Pelican Rapids school proposal is questioned
PELICAN RAPIDS, Minn - School Superintendent Kent Baldry took a $33 million quiz Tuesday night. He'll know May 12 how well he did. Baldry answered sometimes-tough questions about the Pelican Rapids School district's proposed $33 million bond refe...
PELICAN RAPIDS, Minn - School Superintendent Kent Baldry took a $33 million quiz Tuesday night.
He'll know May 12 how well he did.
Baldry answered sometimes-tough questions about the Pelican Rapids School district's proposed $33 million bond referendum during a special meeting of the Lida Township Board.
The district's elementary school will be renovated and a new middle/high school built if district voters approve the referendum on May 12.
Many residents of Lida Township, which is part of the district, have questions about the proposal, so the Township Board invited school officials to come and answer questions, said Richard Sha, Township Board Chairman.

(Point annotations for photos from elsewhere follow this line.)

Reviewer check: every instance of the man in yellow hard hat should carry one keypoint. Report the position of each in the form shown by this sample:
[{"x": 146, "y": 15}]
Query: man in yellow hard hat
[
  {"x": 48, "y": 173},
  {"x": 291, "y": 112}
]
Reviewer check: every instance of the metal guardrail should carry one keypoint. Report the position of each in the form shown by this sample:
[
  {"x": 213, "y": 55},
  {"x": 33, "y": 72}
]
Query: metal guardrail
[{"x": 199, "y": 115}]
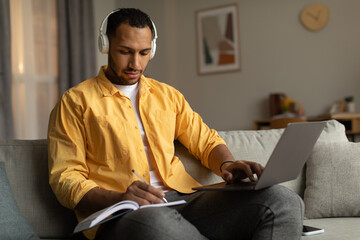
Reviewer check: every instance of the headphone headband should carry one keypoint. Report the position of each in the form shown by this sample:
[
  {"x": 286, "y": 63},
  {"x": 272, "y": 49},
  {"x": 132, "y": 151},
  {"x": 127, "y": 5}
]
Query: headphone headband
[{"x": 103, "y": 41}]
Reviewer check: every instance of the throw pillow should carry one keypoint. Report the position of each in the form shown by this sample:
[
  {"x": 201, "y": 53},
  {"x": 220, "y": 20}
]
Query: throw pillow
[
  {"x": 333, "y": 180},
  {"x": 12, "y": 224}
]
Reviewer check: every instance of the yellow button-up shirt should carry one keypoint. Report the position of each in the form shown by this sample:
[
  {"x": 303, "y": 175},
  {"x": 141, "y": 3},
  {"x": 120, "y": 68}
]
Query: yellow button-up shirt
[{"x": 94, "y": 138}]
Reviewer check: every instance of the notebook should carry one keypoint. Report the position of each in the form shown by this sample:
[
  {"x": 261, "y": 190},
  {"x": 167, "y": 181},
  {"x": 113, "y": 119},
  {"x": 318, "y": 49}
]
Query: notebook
[{"x": 286, "y": 160}]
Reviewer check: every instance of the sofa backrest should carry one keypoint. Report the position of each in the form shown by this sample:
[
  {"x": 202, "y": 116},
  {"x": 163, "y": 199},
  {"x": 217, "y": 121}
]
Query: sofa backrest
[
  {"x": 27, "y": 170},
  {"x": 26, "y": 164}
]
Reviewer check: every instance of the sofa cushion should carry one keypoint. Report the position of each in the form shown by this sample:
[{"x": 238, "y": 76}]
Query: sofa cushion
[
  {"x": 31, "y": 188},
  {"x": 333, "y": 180},
  {"x": 12, "y": 224}
]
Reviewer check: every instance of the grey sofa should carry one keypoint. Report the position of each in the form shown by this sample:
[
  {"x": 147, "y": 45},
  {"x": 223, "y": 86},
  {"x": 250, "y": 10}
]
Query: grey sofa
[{"x": 38, "y": 214}]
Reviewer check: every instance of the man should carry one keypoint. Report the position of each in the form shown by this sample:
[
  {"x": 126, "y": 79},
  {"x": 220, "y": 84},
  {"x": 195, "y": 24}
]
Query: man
[{"x": 121, "y": 121}]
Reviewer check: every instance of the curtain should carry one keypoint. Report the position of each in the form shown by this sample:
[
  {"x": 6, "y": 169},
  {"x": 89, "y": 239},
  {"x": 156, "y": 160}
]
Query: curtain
[
  {"x": 77, "y": 59},
  {"x": 34, "y": 54},
  {"x": 6, "y": 120}
]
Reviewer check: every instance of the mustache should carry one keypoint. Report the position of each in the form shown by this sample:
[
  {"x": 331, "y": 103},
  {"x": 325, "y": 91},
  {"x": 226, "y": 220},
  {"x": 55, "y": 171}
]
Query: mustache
[{"x": 133, "y": 70}]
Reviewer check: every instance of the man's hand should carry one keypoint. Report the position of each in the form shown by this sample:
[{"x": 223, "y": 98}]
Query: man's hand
[
  {"x": 143, "y": 193},
  {"x": 238, "y": 170}
]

Baldry said the district's elementary and high schools are aging and need expensive upgrades.
Renovating the elementary school makes sense, Baldry said.
But building the proposed 155,075-square-foot secondary school would cost $23 million, while renovating the existing one would cost $16 million, he said.

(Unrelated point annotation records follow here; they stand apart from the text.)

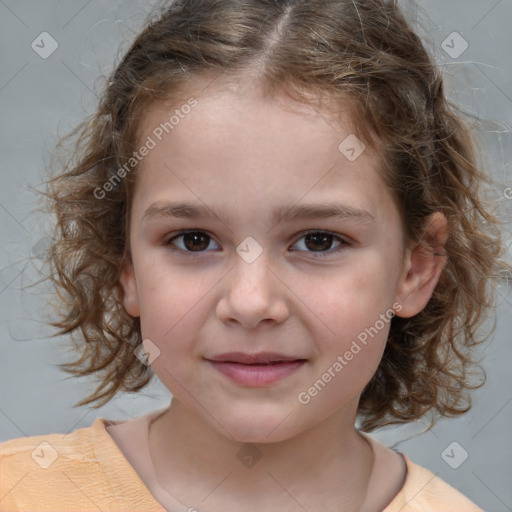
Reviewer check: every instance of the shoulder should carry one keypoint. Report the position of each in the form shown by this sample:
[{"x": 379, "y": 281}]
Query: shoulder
[
  {"x": 423, "y": 491},
  {"x": 81, "y": 470}
]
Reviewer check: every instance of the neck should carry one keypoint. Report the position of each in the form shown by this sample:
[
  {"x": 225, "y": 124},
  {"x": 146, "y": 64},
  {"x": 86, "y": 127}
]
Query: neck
[{"x": 330, "y": 462}]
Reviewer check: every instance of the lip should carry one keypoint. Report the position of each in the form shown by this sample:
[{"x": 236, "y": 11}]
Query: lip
[{"x": 256, "y": 370}]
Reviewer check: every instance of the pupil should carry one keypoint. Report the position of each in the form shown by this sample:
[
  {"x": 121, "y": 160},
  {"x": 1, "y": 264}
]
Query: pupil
[
  {"x": 322, "y": 238},
  {"x": 192, "y": 241}
]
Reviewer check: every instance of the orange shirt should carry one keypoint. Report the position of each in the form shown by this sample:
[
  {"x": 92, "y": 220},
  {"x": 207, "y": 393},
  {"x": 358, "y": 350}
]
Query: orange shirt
[{"x": 86, "y": 471}]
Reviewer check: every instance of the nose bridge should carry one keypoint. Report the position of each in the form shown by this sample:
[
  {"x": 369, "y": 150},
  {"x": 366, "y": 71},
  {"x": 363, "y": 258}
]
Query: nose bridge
[
  {"x": 253, "y": 293},
  {"x": 252, "y": 274}
]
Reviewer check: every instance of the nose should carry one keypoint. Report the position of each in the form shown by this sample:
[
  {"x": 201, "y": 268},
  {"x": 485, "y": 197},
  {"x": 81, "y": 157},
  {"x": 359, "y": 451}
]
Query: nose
[{"x": 253, "y": 294}]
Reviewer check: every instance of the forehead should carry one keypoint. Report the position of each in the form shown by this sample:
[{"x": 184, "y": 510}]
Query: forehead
[{"x": 231, "y": 143}]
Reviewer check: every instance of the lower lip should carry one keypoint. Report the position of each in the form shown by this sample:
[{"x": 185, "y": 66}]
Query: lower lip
[{"x": 252, "y": 375}]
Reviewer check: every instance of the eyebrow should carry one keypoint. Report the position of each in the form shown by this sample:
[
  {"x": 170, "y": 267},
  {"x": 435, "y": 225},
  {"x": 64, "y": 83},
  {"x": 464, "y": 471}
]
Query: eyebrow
[{"x": 285, "y": 213}]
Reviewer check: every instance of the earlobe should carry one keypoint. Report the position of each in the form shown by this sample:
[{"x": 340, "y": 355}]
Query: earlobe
[
  {"x": 423, "y": 265},
  {"x": 128, "y": 285}
]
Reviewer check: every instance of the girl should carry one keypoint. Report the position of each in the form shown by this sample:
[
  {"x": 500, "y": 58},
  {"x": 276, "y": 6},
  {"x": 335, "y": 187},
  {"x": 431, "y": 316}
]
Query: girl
[{"x": 276, "y": 211}]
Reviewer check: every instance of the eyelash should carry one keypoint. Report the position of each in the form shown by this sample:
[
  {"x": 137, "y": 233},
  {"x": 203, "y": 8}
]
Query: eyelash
[{"x": 320, "y": 254}]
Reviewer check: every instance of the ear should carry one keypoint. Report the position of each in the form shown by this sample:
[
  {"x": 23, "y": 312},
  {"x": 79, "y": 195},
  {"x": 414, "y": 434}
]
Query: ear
[
  {"x": 128, "y": 285},
  {"x": 423, "y": 265}
]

Spending so much on the old building - part of which dates to 1928 - doesn't make sense, especially since a new building would save $86,500 annually on energy and maintenance, Baldry said.

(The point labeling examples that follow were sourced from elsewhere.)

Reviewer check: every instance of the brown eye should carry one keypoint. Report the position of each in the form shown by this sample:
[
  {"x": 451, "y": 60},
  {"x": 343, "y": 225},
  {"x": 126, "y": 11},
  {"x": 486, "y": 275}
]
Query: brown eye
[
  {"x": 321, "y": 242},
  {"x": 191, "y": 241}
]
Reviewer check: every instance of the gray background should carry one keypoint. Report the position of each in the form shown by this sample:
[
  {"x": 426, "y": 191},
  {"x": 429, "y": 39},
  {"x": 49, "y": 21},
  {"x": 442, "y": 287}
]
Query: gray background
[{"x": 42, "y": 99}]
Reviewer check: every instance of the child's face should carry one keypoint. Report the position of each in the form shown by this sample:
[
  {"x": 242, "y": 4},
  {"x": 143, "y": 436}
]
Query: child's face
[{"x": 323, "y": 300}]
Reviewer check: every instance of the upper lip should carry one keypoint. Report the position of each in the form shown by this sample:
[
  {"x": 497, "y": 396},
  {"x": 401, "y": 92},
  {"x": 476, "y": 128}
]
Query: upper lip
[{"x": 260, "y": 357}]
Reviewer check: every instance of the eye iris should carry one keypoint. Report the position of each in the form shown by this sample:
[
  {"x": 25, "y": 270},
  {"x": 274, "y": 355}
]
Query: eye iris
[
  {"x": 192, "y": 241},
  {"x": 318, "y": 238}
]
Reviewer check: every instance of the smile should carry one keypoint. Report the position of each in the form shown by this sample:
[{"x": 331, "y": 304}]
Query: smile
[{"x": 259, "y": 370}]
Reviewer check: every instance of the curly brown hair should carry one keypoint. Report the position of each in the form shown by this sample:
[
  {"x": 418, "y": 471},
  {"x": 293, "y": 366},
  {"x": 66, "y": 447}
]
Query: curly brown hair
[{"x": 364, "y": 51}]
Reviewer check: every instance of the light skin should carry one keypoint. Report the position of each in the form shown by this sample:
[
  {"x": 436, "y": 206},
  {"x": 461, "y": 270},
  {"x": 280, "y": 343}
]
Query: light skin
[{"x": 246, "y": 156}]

Sha repeatedly questioned the district's figures, particularly the $16 million price tag for renovating the school.
"We're very comfortable with those numbers," Baldry said.
Sha also challenged Baldry and school officials to provide specific details such "as the current minimum guideline for measuring the proper capacity of corridors, restrooms and stairwells," which proponents of the referendum say need to be expanded.
"I feel like I'm back in confirmation with all these things to recite," Baldry said.
Susanne Seifert, a Pelican Rapids resident with two children in school, was among the 60 people at the meeting.
She told school officials the $33 million project would impose too much of a tax burden on many in the district.
Taxes on a $70,000 house - the average price of a house in Pelican Rapids - would rise by $148 annually.
Taxes on a $144,000 house - the average price of a house in the entire district, which has many lakeside homes - would rise $304 annually.
"We're a small distict. We can't afford to do what they do in Fargo or Minneapolis," she said.
Seifert, who said her school taxes would rise 50 percent if the referendum is approved, said renovating the high school is more prudent than building a new one.
If the referendum is approved, construction would begin in the spring of 2006 and be completed before school begins in the fall of 2007.
The district hasn't decided where the new secondary school would be built. But it's investigating three 50-acre parcels, two on the north side of town and one on the south side.
Baldry said the School Board and administrators weighed the issue carefully before deciding to bring the referendum before voters.
"We really do think this is in the best interests of our district," he said.